A decade prior, Simon was walking back to her car while her nine-year-old son waited inside. She found herself caught between a barrage of bullets on Eastern Parkway, screaming she was shot moments later.

“It hurts that I will never see my mother’s face again,” Assistant District Attorney Olatokunbo Olaniyan read from a letter by Simon’s son. “She was my best friend. She was my world.”

Throughout both trials, Dubarry took an argument of self-defense, saying he wrongfully became the target of the Folk Nation street gang. When Humberto Benjamin from the gang showed up at 390 Eastern Parkway in Crown Heights looking for vengeance from a previous spat, Dubarry became his prey, trial testimony showed.

The two took the street and opened fire, Dubarry firing about 10 times and accidentally striking Simon in her gut. She died from the injury the same day at Kings County Hospital.
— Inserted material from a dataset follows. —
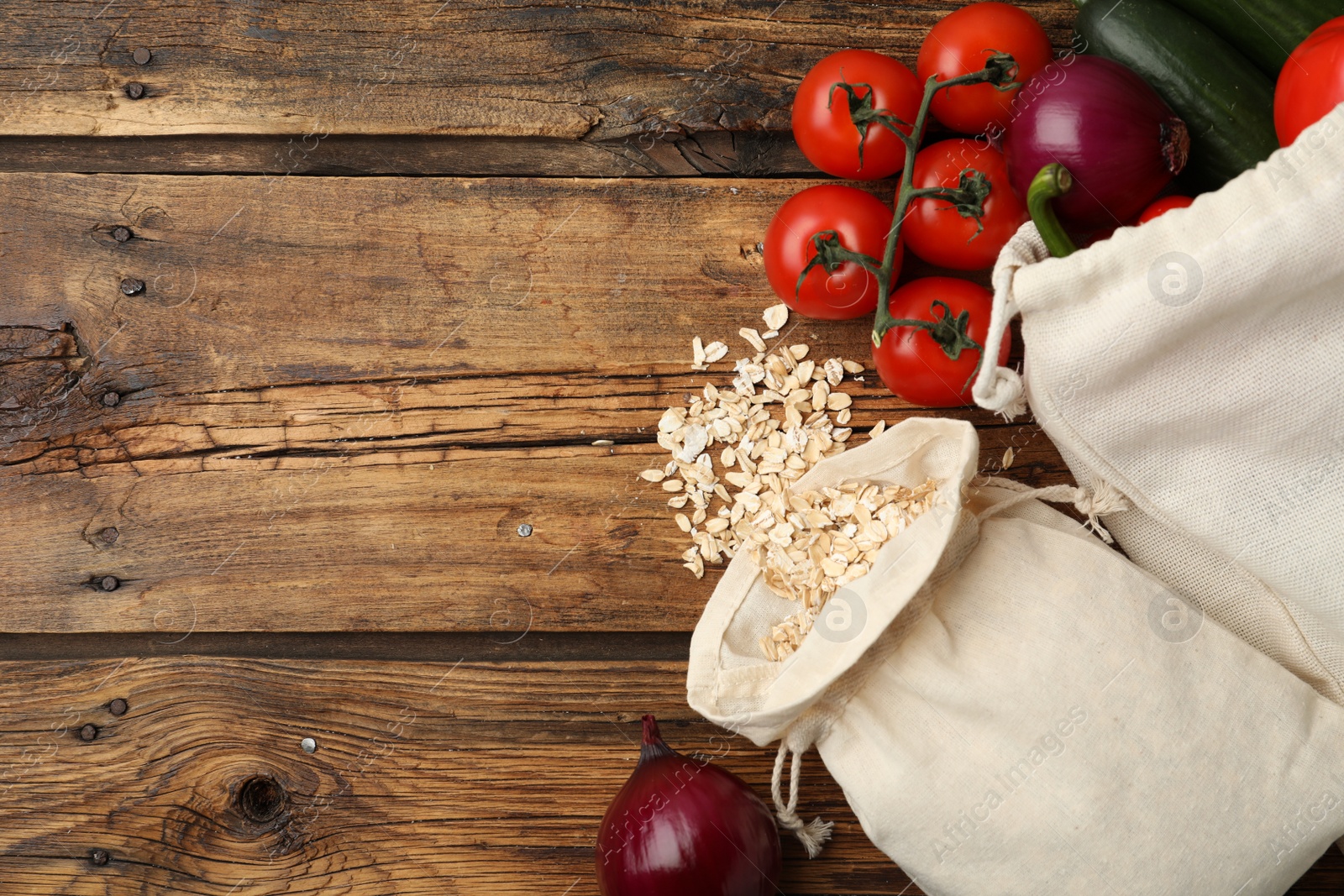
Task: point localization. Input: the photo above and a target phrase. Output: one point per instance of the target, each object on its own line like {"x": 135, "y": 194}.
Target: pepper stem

Dubarry was arrested on Dec. 23, 2007 at a Days Inn in Augusta, Georgia, living under a different name.

He asked for the family’s forgiveness at sentencing, saying it was never his intention to kill Simon.

“Every night, I got a picture of your mother, I got a picture of your sister,” Dubarry said looking over to the family. “I look at your mother and I ask God for forgiveness.”

Supreme Court Justice Miriam Cyrulnik addressed both the victim’s and Dubarry’s family before dealing the sentence.

“There are only losers on both sides,” Cyrulnik said. “No prison sentence can bring Carol Simon back.”

Dubarry was sentenced to 20 years to life in prison in 2009 but his conviction was overturned when a Court of Appeals judge found his charges of intentional murder and depraved indifference murder should have been mutually exclusive.

He has subsequently spent the last decade in prison and was convicted only of depraved indifference murder in his recent trial.